東条英機さん(元総理)が敗戦直後、戦争犯罪人としてアメリカ軍に身柄を拘束される直前に自決を図りました。左利きにもかかわらず、右手で拳銃を持って心臓を狙ったんですけれども、外れて一命を取り留めました。リーダーなら、やっぱり頭を撃って確実に死ななきゃいけないというふうに思いましたね。何百万人の人を戦争に巻き込んで死なせてしまった、自らが兵士たちに「生きて虜囚の辱めを受けるなかれ」と戦陣訓を強要して死に至らしめた、それに対しての責任は、リーダー一人の死じゃそれは軽過ぎますよ。しかし、そこできちんとしたけじめが必要です。ただ東条さんの場合は、自殺が未遂に終わった後は、天皇陛下が戦犯に及ばないように自分で罪をかぶるという決心をしました。そういう思いで東京裁判の法廷に立ったんで、それは非常に評価できると思いますけれども、やっぱりリーダーの死に様、生き様っていうのは私は大切だというふうに思いました。
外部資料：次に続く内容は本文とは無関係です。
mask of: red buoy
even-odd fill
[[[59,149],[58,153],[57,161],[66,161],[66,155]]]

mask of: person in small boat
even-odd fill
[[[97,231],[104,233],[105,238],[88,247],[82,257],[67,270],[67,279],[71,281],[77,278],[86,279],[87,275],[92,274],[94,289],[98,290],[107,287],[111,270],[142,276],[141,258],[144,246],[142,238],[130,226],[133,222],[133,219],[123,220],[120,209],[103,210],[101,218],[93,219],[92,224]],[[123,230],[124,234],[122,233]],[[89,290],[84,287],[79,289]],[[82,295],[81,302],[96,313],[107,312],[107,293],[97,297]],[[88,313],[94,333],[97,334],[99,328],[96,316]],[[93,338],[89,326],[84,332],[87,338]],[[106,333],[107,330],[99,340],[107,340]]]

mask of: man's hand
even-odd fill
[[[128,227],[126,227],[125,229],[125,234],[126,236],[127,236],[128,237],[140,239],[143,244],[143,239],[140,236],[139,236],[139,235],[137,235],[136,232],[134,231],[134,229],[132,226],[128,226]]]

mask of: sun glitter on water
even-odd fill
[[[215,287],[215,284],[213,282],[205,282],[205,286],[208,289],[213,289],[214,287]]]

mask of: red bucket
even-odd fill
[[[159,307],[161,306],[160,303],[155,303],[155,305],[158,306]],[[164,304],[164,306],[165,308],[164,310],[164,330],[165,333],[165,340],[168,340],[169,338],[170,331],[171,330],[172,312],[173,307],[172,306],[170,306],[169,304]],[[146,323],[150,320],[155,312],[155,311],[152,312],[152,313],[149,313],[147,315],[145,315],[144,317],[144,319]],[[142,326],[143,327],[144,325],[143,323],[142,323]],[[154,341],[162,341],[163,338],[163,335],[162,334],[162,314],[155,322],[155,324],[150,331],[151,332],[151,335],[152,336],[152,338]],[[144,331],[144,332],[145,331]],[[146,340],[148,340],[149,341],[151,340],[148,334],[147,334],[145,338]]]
 以上のような形で、先輩方にお話しするのは甚だ僭越だとは思いましたけれど、一国会議員としてまた恥ずかしくないように、そして弁論部、先ほど笠原会長がおっしゃいましたように、老・壮・青が力を合わせて働いてほしいというお話があったんで、きちんと先輩方に教わって、そして自分と同じように後輩がまたきちんと育つような政治の土壌をつくって頑張っていきたいと思います。これからも弁論部のエルゴー会の先輩の皆様方にもお育ていただきたいと思いまして、本日の講演を終わらせていただきます。本当にありがとうございました。